Она прильнула к его плечу, подняла на него взгляд, выражающий жертвенную готовность, – и он сдался.
– Да, обещаю. А вы в ответ обещайте, что примете от меня помощь. И вот еще что, Джин: никогда больше не говорите, что у вас нет друзей.
– Как вы добры! Господь благословит вас за это. Однако я не смею принять вашу дружбу: она будет против, а я не имею права нарушать ее покой.
– Кто – она? – вспыхнул Ковентри.
– Мисс Бьюфорт.
– К черту мисс Бьюфорт! – воскликнул Ковентри столь энергично, что Джин, несмотря на свои трудности, звонко рассмеялась. Ковентри рассмеялся вслед за ней, и с минуту они стояли лицом к лицу, словно между ними рухнула последняя преграда, словно они и впрямь были добрыми друзьями. Внезапно Джин замолкла; на губах у нее все еще играла улыбка, а на щеках еще не высохли слезы. Она вскинула руку. Ковентри прислушался: звуки шагов и голоса свидетельствовали, что их с мисс Мьюр хватились и разыскивают.
– Смех нас выдал. Оставайтесь здесь и позвольте себя обнаружить. Для меня такое недопустимо.
И Джин выскочила на лужайку через французское окно. Ковентри последовал за ней, ведь перспектива оказаться перед целой толпой приятелей, встретить их взгляды, отвечать на их вопросы, его страшила. Он сбежал, как трус. Ориентируясь на звук шагов Джин, он настиг ее как раз тогда, когда она остановилась возле живой изгороди из розовых кустов, чтобы перевести дух.
– Вот так рыцарь! Вам следовало остаться и задержать преследователей. Слышите? Они уже близко!
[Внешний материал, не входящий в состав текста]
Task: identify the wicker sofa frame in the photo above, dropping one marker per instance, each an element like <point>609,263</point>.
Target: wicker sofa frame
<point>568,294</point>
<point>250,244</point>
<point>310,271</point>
Прячьтесь, скорее прячьтесь! – выдохнула Джин.
Веселая погоня и впрямь приближалась.
– Становитесь на колени! Сейчас выйдет луна, а ваш костюм расшит золотыми нитями – его мигом заметят, – прошептала Джин.
Молодые люди присели под розовым кустом.
– А вас выдают руки и волосы. Пусть будет как в песне: «Приди ко мне под плед, под плед»[22], – произнес Ковентри.